El desplome del bitcoin está dejando una estela de números rojos, y los inversores del ETF de BlackRock (IBIT) son los más golpeados. Según los últimos datos, el inversor medio de este fondo cotizado ha visto cómo sus posiciones se hundían casi un 40%, mientras que en apenas una semana se han retirado 1.790 millones de dólares de los ETF spot de bitcoin en Estados Unidos. Son cifras que recuerdan al peor momento del mercado bajista de 2022.

Pánico y pérdidas: el inversor medio de IBIT en números rojos

El IBIT de BlackRock, uno de los ETF de bitcoin más populares del mundo, se ha convertido en un termómetro del sentimiento del mercado. Cuando bitcoin cotizaba por encima de los 100.000 dólares en enero, la entrada de capital fue masiva. Ahora, con el precio alrededor de los 60.500 dólares, casi todos los que compraron en los máximos están bajo el agua. Perder un 40% del capital en pocos meses no es algo que muchos inversores minoristas puedan soportar sin entrar en pánico.

1.790 millones de dólares de salidas: la segunda mayor hemorragia semanal

Esta fuga de capitales no es un hecho aislado. Los datos de la semana pasada muestran que los inversores sacaron 1.790 millones de dólares de los ETF spot de bitcoin, lo que supone la segunda mayor retirada de fondos desde que estos productos comenzaron a cotizar. La mayor fue en la primavera de 2024, cuando el precio del bitcoin corrigió tras el halving. Que BlackRock y el resto de gestoras vean estas salidas sugiere que el miedo está calando hondo incluso entre los inversores institucionales.

El patrón es preocupante: el pánico vende, los precios caen más y eso provoca más pánico. Un círculo vicioso que, en el pasado, ha marcado suelos o ha precedido largos periodos de consolidación. La cuestión ahora es si estamos ante la fase final de la corrección o si queda más recorrido a la baja.

¿Por qué están vendiendo los inversores?

Las causas son varias. Por un lado, el entorno macroeconómico sigue sin dar tregua: tipos de interés altos durante más tiempo del esperado, inflación persistente y un dólar fuerte que resta atractivo a los activos de riesgo como el bitcoin. Por otro, el propio ciclo del mercado: después de un rally que llevó al bitcoin de 25.000 a más de 100.000 dólares en apenas 18 meses, una corrección profunda era previsible. Los que llegaron tarde al tren alcista son los que ahora más sufren.

Además, la salida de fondos de los ETF no solo refleja pérdidas, sino también la falta de nuevos catalizadores. Sin la narrativa de la aprobación de nuevos ETF (ya ocurrida) o el halving (ya descontado), el mercado busca una nueva historia que lo impulse y no la encuentra.

Implicaciones para el inversor: ¿qué hacer cuando el rojo domina?

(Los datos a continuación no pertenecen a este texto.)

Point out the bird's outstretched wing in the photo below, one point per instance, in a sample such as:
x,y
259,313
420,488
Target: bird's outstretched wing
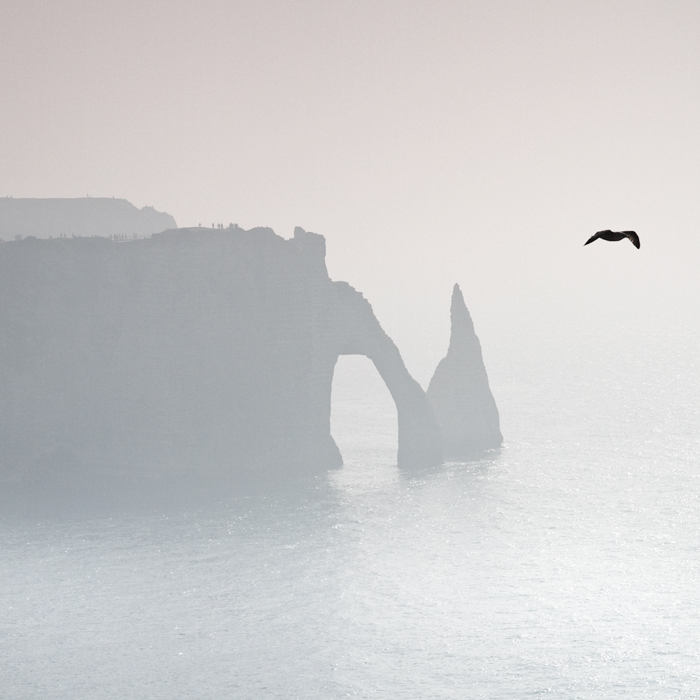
x,y
632,235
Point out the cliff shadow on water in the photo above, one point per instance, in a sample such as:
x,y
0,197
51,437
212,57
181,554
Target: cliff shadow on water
x,y
199,363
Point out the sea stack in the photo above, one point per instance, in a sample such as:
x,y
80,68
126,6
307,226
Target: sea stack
x,y
459,391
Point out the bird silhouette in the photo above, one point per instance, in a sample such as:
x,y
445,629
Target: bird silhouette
x,y
615,236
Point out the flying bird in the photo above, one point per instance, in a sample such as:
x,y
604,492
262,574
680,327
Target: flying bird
x,y
615,236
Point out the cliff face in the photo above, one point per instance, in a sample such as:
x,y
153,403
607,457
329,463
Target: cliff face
x,y
194,352
459,391
86,216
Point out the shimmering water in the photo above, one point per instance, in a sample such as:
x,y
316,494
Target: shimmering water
x,y
566,565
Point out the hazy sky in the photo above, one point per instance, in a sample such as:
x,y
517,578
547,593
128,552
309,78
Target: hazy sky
x,y
430,142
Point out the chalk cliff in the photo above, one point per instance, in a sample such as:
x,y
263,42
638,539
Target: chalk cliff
x,y
459,391
192,354
84,216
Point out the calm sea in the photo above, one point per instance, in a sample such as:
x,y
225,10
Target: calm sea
x,y
566,565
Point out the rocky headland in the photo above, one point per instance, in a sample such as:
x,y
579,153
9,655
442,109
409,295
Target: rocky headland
x,y
201,355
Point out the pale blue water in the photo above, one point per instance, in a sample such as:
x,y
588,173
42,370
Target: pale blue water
x,y
567,565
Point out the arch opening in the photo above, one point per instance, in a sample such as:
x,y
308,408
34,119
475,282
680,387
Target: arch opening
x,y
364,418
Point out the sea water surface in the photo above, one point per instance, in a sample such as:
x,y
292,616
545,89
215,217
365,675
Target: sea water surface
x,y
565,565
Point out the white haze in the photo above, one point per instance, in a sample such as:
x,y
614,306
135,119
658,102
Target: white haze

Estos datos son una llamada de atención para quien invierte en criptomonedas. El 40% de pérdida no es cualquier cosa; demuestra que incluso productos regulados como los ETF no están exentos de volatilidad extrema. Para el inversor español, que suele entrar en estos fondos a través de brókers o fondos de inversión, la recomendación es clara: no dejarse llevar por el pánico y entender que el bitcoin es un activo cíclico.

Quien compró en los 100.000 dólares y ahora vende en los 60.000 está materializando una pérdida del 40% que quizá no se habría producido si hubiera esperado. La historia muestra que, en los ciclos anteriores, el bitcoin ha recuperado y superado sus máximos, aunque el plazo puede ser de meses o incluso años. Si su perfil de riesgo y horizonte temporal se lo permiten, aguantar podría ser una opción más sensata que vender en el peor momento.

Lo que conviene vigilar

Todo dependerá de si el bitcoin logra estabilizarse en la zona actual o sigue cayendo. Los soportes clave están en 55.000 y 50.000 dólares. Si las salidas de los ETF continúan al ritmo actual, es probable que veamos nuevos mínimos. Por el contrario, si la sangría se detiene y el precio comienza a consolidarse, podríamos estar ante el suelo de esta corrección.

Además, cualquier señal de cambio en la política monetaria de la Reserva Federal (un recorte de tipos, por ejemplo) o un nuevo catalizador regulatorio (como la claridad sobre stablecoins) podría revertir el sentimiento. Hasta entonces, el miedo y el pánico mandan, y los números rojos son la tónica dominante.

Para el inversor, el mantra sigue siendo el mismo que en 2022: no inviertas más de lo que estés dispuesto a perder y no tomes decisiones emocionales. Porque si hay algo que enseña el bitcoin es que los momentos de máximo pánico son, a menudo, las mejores oportunidades de compra; pero también los de mayor dolor.